Eight Days a Week
I hate time. Someone once asked me what I would wish for if I had one wish. I would pause time. Whether or not I want to grow old while time is paused, I don’t quite know. (We know what happened when Bart and Milhouse froze time.) But if I could pause time and take certain people with me or do certain things… the hell I would. How much more I could do with more time, with less deadlines, and to just forget about time even for a few moments.
Life is short. It tore me up when my 15 year old cousin passed away. Yesterday I was wondering why I couldn’t live for everything she never got to live for. Not because I have to, but because I want to.
In our lives there are many things we have to do. Things like go to school, shower, brush teeth, travel, and eat. So many times I have wanted to not do those things. I don’t want to do the things I have to do. I want to do the things I want to do.

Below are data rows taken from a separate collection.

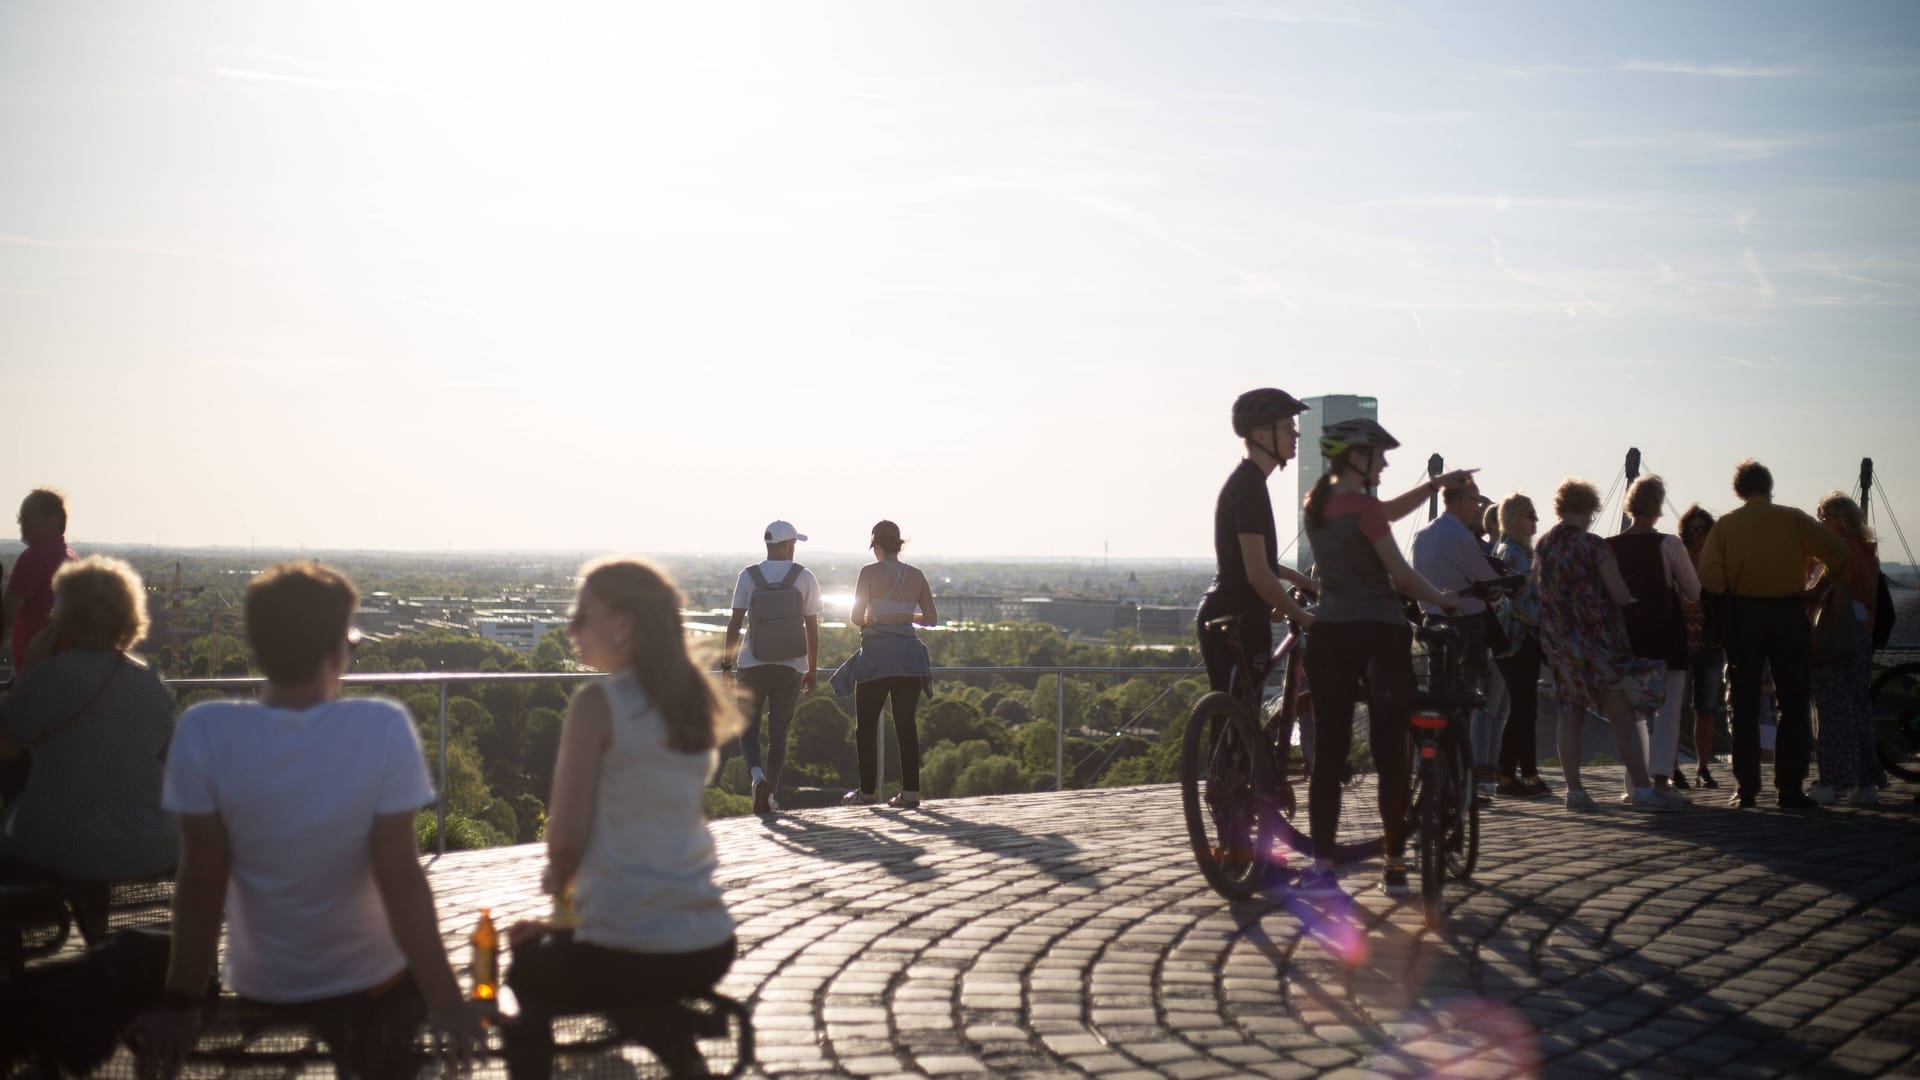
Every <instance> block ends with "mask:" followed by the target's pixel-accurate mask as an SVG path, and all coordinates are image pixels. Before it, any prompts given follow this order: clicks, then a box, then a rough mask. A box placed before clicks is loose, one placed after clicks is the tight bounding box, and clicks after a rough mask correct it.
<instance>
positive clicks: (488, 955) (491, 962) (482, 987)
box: [468, 907, 499, 1001]
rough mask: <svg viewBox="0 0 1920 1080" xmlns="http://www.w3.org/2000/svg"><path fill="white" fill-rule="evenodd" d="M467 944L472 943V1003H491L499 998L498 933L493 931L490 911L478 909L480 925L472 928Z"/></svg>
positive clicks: (484, 909) (475, 926) (485, 909)
mask: <svg viewBox="0 0 1920 1080" xmlns="http://www.w3.org/2000/svg"><path fill="white" fill-rule="evenodd" d="M468 942H472V949H474V955H472V976H474V1001H493V999H495V997H499V932H497V930H493V913H492V911H490V909H486V907H482V909H480V924H478V926H474V932H472V938H468Z"/></svg>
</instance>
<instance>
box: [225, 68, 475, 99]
mask: <svg viewBox="0 0 1920 1080" xmlns="http://www.w3.org/2000/svg"><path fill="white" fill-rule="evenodd" d="M204 71H205V73H207V75H215V77H219V79H232V81H236V83H275V85H282V86H305V88H311V90H344V92H351V94H380V96H390V98H417V100H422V102H438V104H444V106H470V104H472V102H468V100H465V98H449V96H444V94H432V92H426V90H417V88H413V86H396V85H390V83H361V81H355V79H323V77H317V75H286V73H280V71H255V69H252V67H205V69H204Z"/></svg>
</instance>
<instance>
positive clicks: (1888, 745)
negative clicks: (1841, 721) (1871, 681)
mask: <svg viewBox="0 0 1920 1080" xmlns="http://www.w3.org/2000/svg"><path fill="white" fill-rule="evenodd" d="M1872 696H1874V701H1872V723H1874V744H1876V746H1878V748H1880V765H1884V767H1885V769H1887V773H1893V774H1895V776H1899V778H1903V780H1920V663H1903V665H1897V667H1889V669H1887V671H1882V673H1880V676H1878V678H1874V690H1872Z"/></svg>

Life has too many duties, and not enough time to do everything. Why do people make “bucket lists”? Is it because life is short? Because it’s a challenge to fit everything we can into a period of time?
It upsets me that yesterday my mum told me I wasn’t allowed to go out. She won’t tell me when I’m allowed. It makes no sense. I’m nineteen. I’m not even allowed to go out when I want. Never mind what my mum or dad say -I accept what they say but deep down, I don’t think it’s very fair.
I was looking forward to this break for a long time. I want to see James because his internship is finally finished. We want to go to the zoo. I want to see Lilian because I only see her about twice a year. I want to visit high school and see all my old teachers.
How many times I’ve been called Superwoman, Superwuggs (James calls me Wuggs), Super Georgina, and everything past the moon – is beyond me – but it means a lot. I hardly believe how much I get done in a day and how much I seem to do, but every time I receive a compliment I want to smile because it encourages me.
Today I cried.
I cried because I was happy. Something I haven’t done in years. I looked back on my first day of university and how scared I was that I would have to make new friends and that I might get lost. I look at how far I’ve come, and the friends I’ve made, and the friends I still have.
The journey of a thousand miles starts from beneath your feet.
We might not have all the time in the world, but we have time. We can’t pause time, we can’t get a TARDIS (sorry Sebby), we can’t change what we’ve done in the past.
We might wish there were more than 24 hours in a day, wish there were eight days a week, wish that for a moment we could stop everything from taking place – but we’ll have to keep on dreaming, right?